Taking the Fear Out of Reviewing a 10-K
Ipsa Scientia potestas est. This phrase came from Sir Francis Bacon in Bacon’s Mediationes Sacrae in 1597.
For a B2B sales executive, these words especially apply to reviewing a prospect’s 10-K. Below I will demystify the effort it takes to review and interpret a prospect’s financial statements. You should know there are many financial statements filed throughout the year. Once a year public companies are required to file a 10-K and may also publish an Annual Report. These two documents are slightly different. The Annual Report is created for investors and customers (easier to read with a bit more “rah rah!”). The 10-K is a bit more rigid and follows SEC guidelines. Once a quarter companies will file a 10-Q. This document is essentially a progress report to let investors know how they are doing against stated goals or prior results. In between these annual and the quarterly SEC filings they file all sorts of other forms you likely won’t need to worry about.
You can find a prospect’s financials in several places. An obvious choice is to Google them, or look them up in the Investor relations section of their website. Another choice to visit www.sec.gov and enter the company stock symbol or name. All filings for a public company will appear here.
When available, I like to start with the Annual Report and more specifically the Letter to the Shareholders. This communication from the CEO usually begins with how they did in the previous year and ends with a look to the future. It usually contains the years’ successes and failures. In a few pages, you can really gain insight into the company’s intended direction both strategically and tactically. The CEO usually discusses revenue and revenue goals, expenses and how they are controlling spending, and what their priorities are going forward. There is a great deal of actionable intelligence to be gained from The Letter to the Shareholders.
Next, I would like to turn your attention to the 10-K. First of all, you must remember every company is different. An entertainment company like Comcast is very different from a process controls company like Johnson Controls. With that in mind, you have to look at each 10-K a bit differently. The layout, however, is basically the same from company to company.

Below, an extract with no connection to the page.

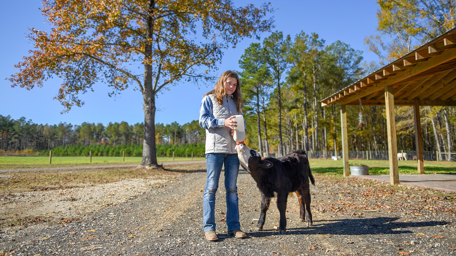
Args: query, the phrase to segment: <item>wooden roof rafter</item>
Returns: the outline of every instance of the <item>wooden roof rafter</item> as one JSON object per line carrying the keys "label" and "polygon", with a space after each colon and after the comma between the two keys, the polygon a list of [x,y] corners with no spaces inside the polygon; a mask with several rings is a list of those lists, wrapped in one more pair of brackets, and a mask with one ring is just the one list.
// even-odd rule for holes
{"label": "wooden roof rafter", "polygon": [[363,105],[384,104],[383,91],[393,85],[397,105],[453,105],[455,79],[456,28],[321,101],[322,105],[358,105],[360,100]]}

Part I of the 10-K lays out the basic business and operation, and risk factors they face in the market. Often times these are simply boilerplates that are used in every filing. However, I would advise you to not to ignore these sections. Take a moment and skim them, sometimes they discuss a risk that has recently impacted their or their industry’s business, that you could impact(e.g., The Home Depot and their cyber security breach).
Item 3 is typically legal proceedings. I like to scan this section to see if there is litigation that my solution could impact. Perhaps an automotive manufacturer is in a class action lawsuit for a particular defect, and my product would have helped them with managing repair history or past claims. This is, of course, actionable intelligence I can use in the sales process.
Part II contains Item 7, the Management Discussion and Analysis (MD&A). The MD&A usually begins with a recap of the previous year’s results. It discusses the financial highlights, including revenue, expense, and spending. (A quick summary of the P&L, Balance Sheet, and Cash Flow Statement proceeds it in Item 6). The MD&A will often include a discussion on their business strategy and some forward-looking thoughts. A great deal of actionable intelligence will come out of the MD&A. One suggestion you may consider is using the ctrl. F function (for PC users) to search on keywords. For example, if you sell security software, a keyword like “breach” could render a lot of insight. Using the search feature will save you a lot of unnecessary reading. Sometimes these documents are 300 plus pages long.
Also in Part II is Item 8. Item 8 contains copies of the full corporate financial statements and what they call supplementary data. The financial statements are great for tracking trends and making a determination as to whether a company is growing, shrinking, spending too much on SG&A, or not investing in their own growth. By reviewing their financials you can determine how much debt they owe, how much cash they have, working capital, and free cash flow. You can also determine of course the company’s net worth. There is a great deal of actionable intelligence in the P&L, Balance Sheet, and Cash flow statement.
Following the financials is the notes section. This section will help explain the numbers. I like to skim through the notes and look for anomalies in the data. When I don’t understand what was reported or something just doesn’t seem right, I will always look in the notes for an explanation. The notes are basically where the CFO explains what they did and why they did it. It also explains some of the calculations used for things like depreciation. Keep in mind a small change in the way you depreciate an asset can change the profitability of a company.
Finally, every quarter, and annually the executives of the company hold an earnings call where they present the financials. It is also an opportunity for analysts to ask questions. My final suggestion to you is sit in on a call, or download the transcript. You will be surprised at how much you can learn from these presentations.
After all, Ipsa Scientia potestas est! (Knowledge itself is power.)